Home

/

GitHub

/

AnCaste/LIPIC

/

README.md

README.md
In AnCaste/LIPIC: LIPIC: Lipid Isotopic Pattern Interference Correction

Getting Started

In lipidomics shotgun and HILIC-MS methods, monoisotopologue (M+0) peak can be used for quantitative purposes. However, intrinsic M+0 intensity differences should be taken into account when ions with different isotopic pattern distribution are considered. This is commonly referred to as the “Type I” isotopic effect. Particularly, it becomes noticeable as the carbon atom difference increases. Furthermore, isotopic pattern overlap is another major issue in lipid class-related mass spectra.
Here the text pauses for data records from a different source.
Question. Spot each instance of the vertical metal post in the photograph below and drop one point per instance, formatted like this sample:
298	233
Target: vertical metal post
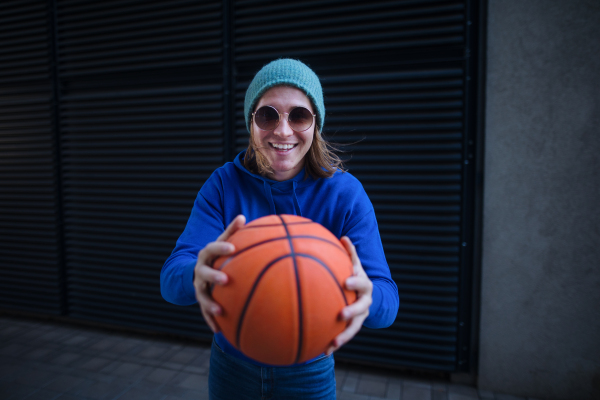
56	92
228	84
470	240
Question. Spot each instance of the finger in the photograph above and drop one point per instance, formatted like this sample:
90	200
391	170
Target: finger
360	283
349	332
351	249
207	304
210	321
213	250
357	308
203	274
236	224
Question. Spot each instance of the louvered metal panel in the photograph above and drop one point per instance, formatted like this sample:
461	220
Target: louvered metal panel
144	114
393	74
141	121
29	205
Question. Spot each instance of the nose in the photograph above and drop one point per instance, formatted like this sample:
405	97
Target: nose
283	129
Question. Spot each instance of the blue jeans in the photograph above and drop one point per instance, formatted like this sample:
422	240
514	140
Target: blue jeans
232	378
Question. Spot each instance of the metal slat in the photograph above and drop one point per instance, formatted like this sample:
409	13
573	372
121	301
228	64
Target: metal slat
136	149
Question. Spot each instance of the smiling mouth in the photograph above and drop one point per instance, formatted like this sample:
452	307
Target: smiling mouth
283	147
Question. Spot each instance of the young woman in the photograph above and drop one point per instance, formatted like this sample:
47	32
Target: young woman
288	168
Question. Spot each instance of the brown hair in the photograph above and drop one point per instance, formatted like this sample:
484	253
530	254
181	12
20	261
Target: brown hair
320	160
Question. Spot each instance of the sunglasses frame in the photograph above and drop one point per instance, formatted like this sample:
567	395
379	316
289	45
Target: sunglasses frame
288	118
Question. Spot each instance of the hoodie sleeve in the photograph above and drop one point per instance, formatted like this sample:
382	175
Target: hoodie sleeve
364	234
205	224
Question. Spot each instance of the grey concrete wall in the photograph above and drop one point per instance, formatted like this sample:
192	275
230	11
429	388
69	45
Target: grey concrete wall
540	308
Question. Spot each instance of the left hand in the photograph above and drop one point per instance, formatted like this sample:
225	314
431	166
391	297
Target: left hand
357	312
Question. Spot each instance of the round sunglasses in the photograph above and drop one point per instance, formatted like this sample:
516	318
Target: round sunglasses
267	118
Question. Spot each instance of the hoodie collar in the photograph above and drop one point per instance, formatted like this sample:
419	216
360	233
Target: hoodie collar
282	186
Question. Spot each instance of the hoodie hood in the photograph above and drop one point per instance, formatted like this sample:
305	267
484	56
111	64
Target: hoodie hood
275	188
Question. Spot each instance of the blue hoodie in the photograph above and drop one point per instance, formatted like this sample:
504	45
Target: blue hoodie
339	203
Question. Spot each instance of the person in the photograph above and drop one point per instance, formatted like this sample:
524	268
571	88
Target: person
288	168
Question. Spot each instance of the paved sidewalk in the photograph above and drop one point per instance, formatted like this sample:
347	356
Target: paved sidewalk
56	360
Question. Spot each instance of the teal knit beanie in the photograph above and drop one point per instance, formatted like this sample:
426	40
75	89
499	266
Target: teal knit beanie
285	71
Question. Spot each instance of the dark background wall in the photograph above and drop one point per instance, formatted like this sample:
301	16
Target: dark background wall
114	113
540	331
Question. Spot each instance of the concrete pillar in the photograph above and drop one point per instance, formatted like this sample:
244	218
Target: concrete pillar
540	305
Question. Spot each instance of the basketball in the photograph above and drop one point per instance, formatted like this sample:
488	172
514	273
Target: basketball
286	289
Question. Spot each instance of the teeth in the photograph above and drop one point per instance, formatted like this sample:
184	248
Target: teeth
282	146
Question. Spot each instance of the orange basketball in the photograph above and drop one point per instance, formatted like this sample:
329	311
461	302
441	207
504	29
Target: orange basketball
286	289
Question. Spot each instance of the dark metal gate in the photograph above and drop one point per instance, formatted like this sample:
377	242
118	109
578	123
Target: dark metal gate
134	103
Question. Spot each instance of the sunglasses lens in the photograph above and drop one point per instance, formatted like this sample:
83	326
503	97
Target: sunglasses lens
266	118
300	119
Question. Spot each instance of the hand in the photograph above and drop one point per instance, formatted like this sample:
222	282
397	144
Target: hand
357	312
205	275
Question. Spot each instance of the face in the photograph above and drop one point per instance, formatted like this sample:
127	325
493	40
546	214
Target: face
275	145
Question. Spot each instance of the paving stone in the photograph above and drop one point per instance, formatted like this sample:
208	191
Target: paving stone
126	346
485	394
196	370
65	359
462	389
439	395
371	387
373	377
352	396
103	390
35	378
160	375
66	396
412	392
192	381
173	366
95	364
103	344
76	340
394	390
190	394
185	356
127	370
141	393
501	396
14	350
66	383
458	396
153	352
15	391
11	331
39	354
418	384
44	394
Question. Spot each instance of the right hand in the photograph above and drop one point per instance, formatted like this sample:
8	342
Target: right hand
205	275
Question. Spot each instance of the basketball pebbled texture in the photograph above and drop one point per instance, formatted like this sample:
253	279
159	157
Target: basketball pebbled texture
285	292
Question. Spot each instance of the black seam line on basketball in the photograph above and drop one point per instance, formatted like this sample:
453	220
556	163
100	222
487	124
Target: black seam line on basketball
328	270
298	289
247	303
270	225
231	257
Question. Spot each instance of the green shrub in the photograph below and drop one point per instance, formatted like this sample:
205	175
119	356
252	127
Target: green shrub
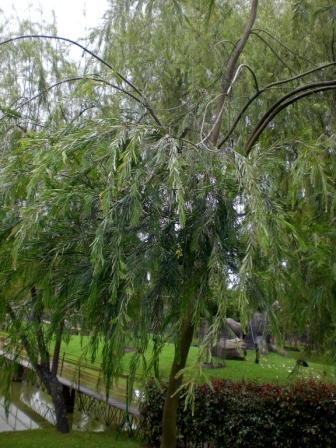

Indeed, lipids differing by only the number of C=C bonds frequently occur within the same class. Here, the monoisotopologue M+0 peak intensity is artificially enhanced by M+2 and M+4 isotopologues of lipids with one or two additional double bonds, respectively. This kind of interference is commonly known as either the “double bond overlapping effect” or the “Type II” effect. Moreover, Type II correction should account for complications in High Resolution mass spectra. These are due to the misalignment between the M+0 and the interfering isotopologue peaks. As a consequence, Type II correction can no longer be performed by simply subtracting the expected peak intensities of the M+2 and M+4 interfering isotopologues to that of the convoluted M+0 peak. The LIPIC package has been specifically designed for performing both Type I and Type II corrections in lipid class high resolution mass spectra. Nevertheless, the correction can be applied to lower resolution spectra as well.

LIPIC is based on functions from other R packages, namely enviPat for isotope fine structure calculation and plotly for the interactive graphical output. Hence, the user needs to install the aforementioned R packages using the following code lines:

install.packages("enviPat")
install.packages("plotly")

Moreover, the pick.peaks function (from the ChemometricsWithR package) has been added to the LIPIC package.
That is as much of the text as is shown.